Today, we got there to discover that they've switched to 3-day rentals.
Not that 8 miles is an arduous drive, or that much of a fuel economy burden. But we NEVER go that route for any other reason, and there are a bunch of [%$@#!]ing traffic lights to wait at, and that just tore it. The new 99-cent rentals are swell for somebody, but little in that category appealed to us, and engineering our own 5-day rental period by incurring dollar-a-day "late fees" means a [%$@#!]ing automated "reminder" phone call each day, and adds up too fast if you take home more than one.
So. It looks like I'll be following the rest of the human herd to Netflix. I wrote BB to tell them so. Their stores are "competing" with the convenience of the internet/mail order providers by making store use as INconvenient as possible, which makes no sense. I told them that, too. Likely, they want to stop serving through stores and ferry us all into their own net service, but why keep spending money to make the stores less competitive??

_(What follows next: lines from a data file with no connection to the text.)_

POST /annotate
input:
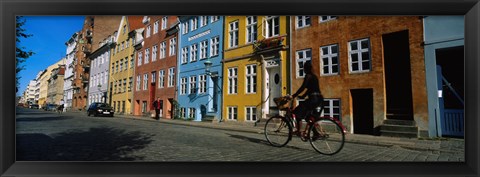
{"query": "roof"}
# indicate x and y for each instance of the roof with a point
(135, 22)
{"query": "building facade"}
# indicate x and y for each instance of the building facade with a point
(256, 56)
(200, 46)
(81, 67)
(69, 68)
(156, 66)
(444, 67)
(122, 65)
(371, 69)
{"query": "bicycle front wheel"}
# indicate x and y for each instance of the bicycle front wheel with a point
(277, 131)
(326, 136)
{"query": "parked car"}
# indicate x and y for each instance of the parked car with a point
(100, 109)
(34, 106)
(50, 107)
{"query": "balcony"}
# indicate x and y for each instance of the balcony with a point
(269, 43)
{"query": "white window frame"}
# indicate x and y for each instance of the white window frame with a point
(251, 79)
(302, 21)
(171, 77)
(329, 55)
(193, 52)
(183, 86)
(232, 113)
(202, 84)
(360, 60)
(251, 29)
(163, 50)
(184, 55)
(203, 49)
(233, 34)
(233, 80)
(251, 113)
(173, 44)
(214, 46)
(299, 71)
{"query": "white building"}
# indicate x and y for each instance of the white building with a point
(69, 70)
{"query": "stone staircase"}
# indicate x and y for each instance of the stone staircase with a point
(399, 128)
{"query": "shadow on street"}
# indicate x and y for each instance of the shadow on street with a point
(96, 144)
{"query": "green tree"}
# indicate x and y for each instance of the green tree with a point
(21, 55)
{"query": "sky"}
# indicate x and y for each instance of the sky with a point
(48, 42)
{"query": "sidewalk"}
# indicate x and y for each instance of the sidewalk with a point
(450, 145)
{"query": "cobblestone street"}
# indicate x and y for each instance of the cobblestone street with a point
(46, 136)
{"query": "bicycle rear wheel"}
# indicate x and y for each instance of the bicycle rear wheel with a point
(326, 136)
(277, 131)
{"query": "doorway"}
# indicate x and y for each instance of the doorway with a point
(398, 81)
(362, 111)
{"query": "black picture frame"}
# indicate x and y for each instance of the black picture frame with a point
(10, 8)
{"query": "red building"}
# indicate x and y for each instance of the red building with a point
(156, 65)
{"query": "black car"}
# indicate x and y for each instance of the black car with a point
(100, 109)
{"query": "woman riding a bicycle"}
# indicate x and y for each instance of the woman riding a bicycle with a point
(314, 100)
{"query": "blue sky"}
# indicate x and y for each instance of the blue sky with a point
(48, 42)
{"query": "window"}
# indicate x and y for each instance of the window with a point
(327, 18)
(232, 80)
(145, 81)
(329, 59)
(173, 43)
(203, 21)
(185, 28)
(161, 79)
(232, 113)
(203, 49)
(272, 26)
(303, 21)
(214, 46)
(148, 31)
(359, 55)
(171, 77)
(137, 86)
(191, 113)
(163, 49)
(202, 84)
(214, 18)
(233, 34)
(155, 27)
(251, 77)
(193, 53)
(332, 108)
(154, 76)
(139, 62)
(154, 53)
(302, 56)
(164, 22)
(183, 86)
(147, 55)
(251, 29)
(193, 84)
(251, 113)
(194, 23)
(184, 55)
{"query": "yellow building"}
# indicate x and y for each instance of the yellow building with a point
(255, 69)
(42, 100)
(122, 68)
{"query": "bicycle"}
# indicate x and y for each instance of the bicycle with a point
(325, 134)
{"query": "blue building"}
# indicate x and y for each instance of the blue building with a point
(200, 53)
(444, 62)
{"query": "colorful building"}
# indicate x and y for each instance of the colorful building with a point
(122, 65)
(371, 70)
(255, 66)
(156, 66)
(444, 62)
(200, 49)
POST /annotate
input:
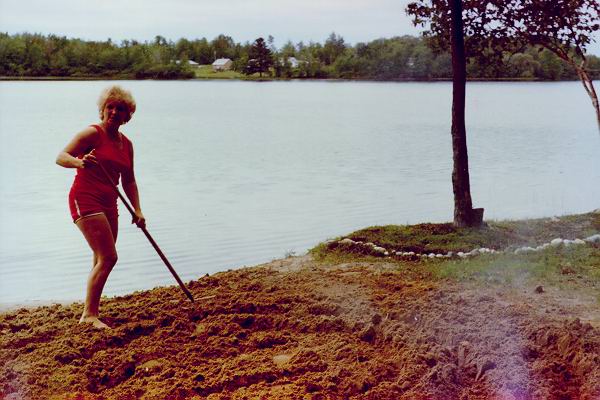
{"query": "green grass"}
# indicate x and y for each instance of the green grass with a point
(444, 237)
(556, 265)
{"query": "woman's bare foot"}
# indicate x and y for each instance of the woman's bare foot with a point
(94, 321)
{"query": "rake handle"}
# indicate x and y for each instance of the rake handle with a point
(148, 236)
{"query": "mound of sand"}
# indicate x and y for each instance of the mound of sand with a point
(297, 329)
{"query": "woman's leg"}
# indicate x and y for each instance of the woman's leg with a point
(97, 231)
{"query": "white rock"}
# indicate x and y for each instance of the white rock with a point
(378, 249)
(525, 249)
(593, 238)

Anyway, I guess my BB card will now join my collection of defunct cards.
Labels:
consumer life,
everyday stuff
Saturday, November 13, 2010
Link by link, and yard by yard
There are 9 ribbon-chains, so far. One is sort of displayed along the back of the couch, the others are in heaps. Each is about 12 feet long. That's a guess. I'm about 5 foot 2, so a doubled-over length my height would be around 10 feet. But I keep adding links until I hold it up with my arm extended ceiling-ward and the doubled-over chain touches the floor.
It's very pleasant work, in anticipation of a Christmas that I'm pretty sure will not go down as being the Best Ever.